I still cannot handle thinking of future loss for more than a brief moment. My mom and I joke about what she wants done to her body after she dies (cremation? Get turned into a diamond?) and I skim the surface of the topic, I scrape the iceberg with a razor, ignoring the depth beneath. My cat Kelsey died and I lost control, but reigned it in again when another cat, Bosco died. I let my habits chug along.
Now, in late spring, I pace hesitantly towards someone new. A new relationship, filled with all of the potential fears, all of the realities of loss that I have pushed away by being single. The loss right now that seems the most relevant is a superficial one within the grander scheme: fidelity. I am not in deep enough yet to comprehend greater losses with him as a lens.
Last night, as I lied in bed with K in the dark, I asked him: “Are you really with just me?” I couldn’t see his face. All I could hear was the hum of my air conditioning and the cars driving gently by outside. “Yes,” he said. And then rolled over: “Of course I’m with just you.” I try to swallow the honesty as best I can.
With no loss in mind today, I watched a video of a couple on the New York Times website. They are elderly. The black and white video is narrated by the woman, who describes taking care of her husband as his brain atrophies. He is a ghost of his former self. Yet, she speaks with the kind of wisdom that only comes with doing what I hope to one day do – to let go in love. “I have let go of the Michael I once knew,” she says. “But that’s okay, because he’s the Michael that I know now. It’s just all there is now is the love.”

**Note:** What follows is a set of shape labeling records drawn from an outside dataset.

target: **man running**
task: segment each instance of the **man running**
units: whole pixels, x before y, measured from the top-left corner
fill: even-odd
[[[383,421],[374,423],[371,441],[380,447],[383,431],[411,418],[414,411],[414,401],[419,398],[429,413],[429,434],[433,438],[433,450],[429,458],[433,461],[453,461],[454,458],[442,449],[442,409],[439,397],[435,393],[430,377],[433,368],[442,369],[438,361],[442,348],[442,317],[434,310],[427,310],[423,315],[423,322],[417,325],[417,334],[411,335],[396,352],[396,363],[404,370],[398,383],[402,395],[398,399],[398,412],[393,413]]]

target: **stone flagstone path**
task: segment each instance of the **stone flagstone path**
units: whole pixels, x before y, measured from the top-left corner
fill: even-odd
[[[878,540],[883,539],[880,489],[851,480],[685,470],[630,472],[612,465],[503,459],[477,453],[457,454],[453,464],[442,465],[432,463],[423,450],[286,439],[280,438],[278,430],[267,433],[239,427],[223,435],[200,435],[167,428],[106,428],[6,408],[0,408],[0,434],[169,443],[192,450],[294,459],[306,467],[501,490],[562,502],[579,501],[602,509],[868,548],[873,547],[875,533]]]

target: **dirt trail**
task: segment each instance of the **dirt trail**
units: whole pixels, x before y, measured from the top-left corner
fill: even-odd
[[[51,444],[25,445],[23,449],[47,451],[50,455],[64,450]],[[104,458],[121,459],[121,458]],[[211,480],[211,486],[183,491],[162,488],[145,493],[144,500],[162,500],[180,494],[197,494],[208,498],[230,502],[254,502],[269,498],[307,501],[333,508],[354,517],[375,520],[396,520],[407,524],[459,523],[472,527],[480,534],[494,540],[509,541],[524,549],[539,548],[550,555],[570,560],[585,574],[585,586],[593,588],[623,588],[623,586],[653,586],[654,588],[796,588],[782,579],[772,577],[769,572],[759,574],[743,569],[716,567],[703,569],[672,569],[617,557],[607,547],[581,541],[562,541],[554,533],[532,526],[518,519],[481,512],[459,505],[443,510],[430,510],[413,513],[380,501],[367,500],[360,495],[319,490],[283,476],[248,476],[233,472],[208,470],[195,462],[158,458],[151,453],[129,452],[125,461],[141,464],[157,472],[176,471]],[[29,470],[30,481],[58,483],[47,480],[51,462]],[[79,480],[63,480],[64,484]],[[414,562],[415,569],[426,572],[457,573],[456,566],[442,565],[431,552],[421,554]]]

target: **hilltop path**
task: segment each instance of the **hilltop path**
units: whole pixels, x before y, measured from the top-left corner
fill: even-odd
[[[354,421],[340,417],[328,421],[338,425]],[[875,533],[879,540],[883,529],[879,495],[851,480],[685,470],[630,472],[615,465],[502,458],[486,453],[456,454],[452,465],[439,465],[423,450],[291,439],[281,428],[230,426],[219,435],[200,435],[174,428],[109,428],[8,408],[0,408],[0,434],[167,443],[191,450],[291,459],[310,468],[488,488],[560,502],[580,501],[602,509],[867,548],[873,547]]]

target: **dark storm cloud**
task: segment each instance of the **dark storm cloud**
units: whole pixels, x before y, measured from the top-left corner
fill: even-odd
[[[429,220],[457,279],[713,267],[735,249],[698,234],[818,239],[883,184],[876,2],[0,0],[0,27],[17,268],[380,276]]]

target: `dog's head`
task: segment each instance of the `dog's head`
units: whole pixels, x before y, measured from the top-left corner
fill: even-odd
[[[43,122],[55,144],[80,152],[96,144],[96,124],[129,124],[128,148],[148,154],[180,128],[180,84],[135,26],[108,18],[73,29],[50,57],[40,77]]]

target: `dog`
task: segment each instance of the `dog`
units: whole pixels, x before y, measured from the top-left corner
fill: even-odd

In his nursing facility, she sets up his bed. I watch the video and think about how loss can come slowly, how the pendulum of getting to know your partner on such intimate levels can swing backwards until you are with a stranger because of the brain’s decay. I thought about eventual loss, but not in a negative light. The woman crawls into her husband’s small nursing home bed and spoons him as they sleep.
“A time that I really treasure is when he and I take naps together,” she says. “That’s actually just like it was before, when we would just cuddle in bed, and I guess it’s a time when then I really don’t notice that there’s a problem.”
I think of me last night, after hearing K’s reassuring words. He sleeps wrapped around me fitting to my body in a way that futon never did.
“It’s just me and Michael. I feel fortunate that in this life I have had the marriage I dreamed of having.”
As I have come to learn, I cannot avoid everything painful. I did get a pet. I found myself in relationships. I could give away it all, to other people who can bear the burden of potential loss, but the gains have become elements that outweigh the inevitable. If I think about it too much, I’ll get upset. So I try to simply exist with what I have now, I try to not spoil the present wholeness with an empty future. I try to become nearsighted, and last night my eyes finally adjusted to my dark room and I could see K looking at me. I turned around and we spooned as we always do.
I fell asleep last night okay, and dreamed of the one beside me.